Buyers in the MENA region, North Africa mainly, have been trying to find substitute material for ex-Ukraine billets recently, as a large volume bought earlier will not be delivered due to Russia's war against Ukraine. Though Russian suppliers have come back with some offers, sales have been reported only to Asia from Russia’s Far East ports. Russian sellers are trying to come up with stratagems in order to continue their exports.
Over the past week, buyers from North Africa have been trying to purchase billet to substitute large volumes of at least 100,000 mt, with the major sources being India and Turkey. According to sources, deals were closed in the wide range of $850-900/mt CFR to the region, mainly done last week. Buyers have been ready to purchase at $850-860/mt CFR, but the market activity has cooled down this week. “People are trying to find anything available around,” a Europe-based trader said.
Also, offers to the MENA region have been reported from Southeast Asia at around $750-780/mt FOB early this week, which may be much higher now after the latest increase in CFR prices in Asia.
Offers for ex-Turkey billet were increased from the last tradable level at $850/mt FOB to $860-870/mt FOB early this week, but they are estimated at $880-890/mt FOB at the moment, taking into account local gains and the bullishness in the market in general.
Turkish buyers’ focus is still on their local market. After Turkish producer Kardemir sold 85,000 mt of billets locally at $880-885/mt ex-works on March 8, offers in Izmir have been reported at $900-920/mt ex-works. Suppliers in Iskenderun have been asking for $890-910/mt ex-works.

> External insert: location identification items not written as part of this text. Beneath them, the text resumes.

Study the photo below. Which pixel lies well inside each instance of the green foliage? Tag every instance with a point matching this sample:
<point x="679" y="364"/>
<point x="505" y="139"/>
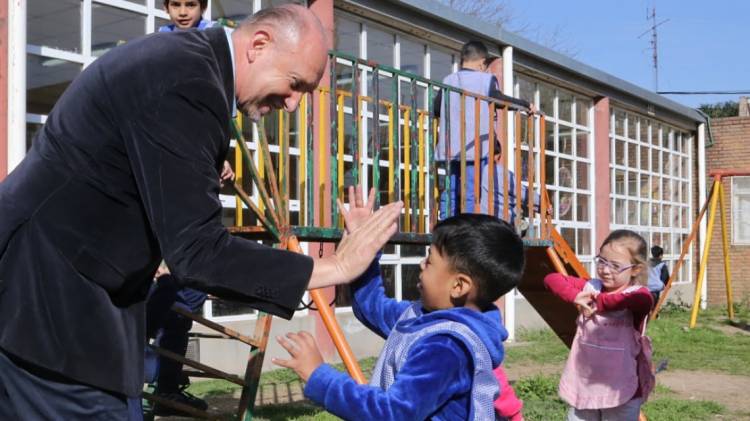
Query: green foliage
<point x="721" y="109"/>
<point x="704" y="347"/>
<point x="670" y="409"/>
<point x="539" y="346"/>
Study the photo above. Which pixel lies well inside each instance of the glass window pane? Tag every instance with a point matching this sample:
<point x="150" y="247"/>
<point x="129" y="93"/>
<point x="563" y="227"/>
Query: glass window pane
<point x="566" y="173"/>
<point x="347" y="36"/>
<point x="582" y="175"/>
<point x="584" y="241"/>
<point x="582" y="111"/>
<point x="113" y="26"/>
<point x="412" y="56"/>
<point x="619" y="123"/>
<point x="380" y="46"/>
<point x="582" y="144"/>
<point x="230" y="9"/>
<point x="565" y="106"/>
<point x="441" y="64"/>
<point x="644" y="131"/>
<point x="46" y="79"/>
<point x="54" y="23"/>
<point x="526" y="89"/>
<point x="565" y="139"/>
<point x="566" y="206"/>
<point x="549" y="134"/>
<point x="546" y="99"/>
<point x="583" y="208"/>
<point x="409" y="280"/>
<point x="632" y="155"/>
<point x="388" y="272"/>
<point x="620" y="152"/>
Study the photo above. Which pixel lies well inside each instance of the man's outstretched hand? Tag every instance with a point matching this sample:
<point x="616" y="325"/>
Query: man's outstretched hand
<point x="358" y="248"/>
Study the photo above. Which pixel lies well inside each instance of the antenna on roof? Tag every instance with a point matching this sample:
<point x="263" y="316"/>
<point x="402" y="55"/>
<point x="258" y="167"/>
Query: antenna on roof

Last week, local prices in Turkey were standing at $850-870/mt ex-works.
There has been a lack of import billet offers to Turkey recently and sources said that Turkey is willing to pay $860/mt CFR. Small parcels of ex-Russia billet for prompt shipment have been offered at $900/mt CFR.
Market sources have been reporting that Russian suppliers have restarted offering more actively since last week, though no offer prices have been voiced. “Even shipments from Novorossiysk are continuing the same as before,” a trader said, adding that it is still unclear how to work with Russian volumes for now. “It’s all a mess, but yes logistics are more difficult than payments. Maybe Russian vessels will only operate from Russian ports,” he said.
Another trader said that most banks that were working with ex-Russia billets will reject LCs for any regular sales destinations like Tunisia, Egypt or Latin America. In the future, “China may buy Russian steel and sell to the West,” a trader said. But again, the transportation issues from the Far East will exist, in particular availability of vessels, etc. In addition, for payments for Russian billets, market players may use Pakistani, Chinese or Turkish banks to avoid sanctions. For now, ex-Russia Black Sea trading has remained halted.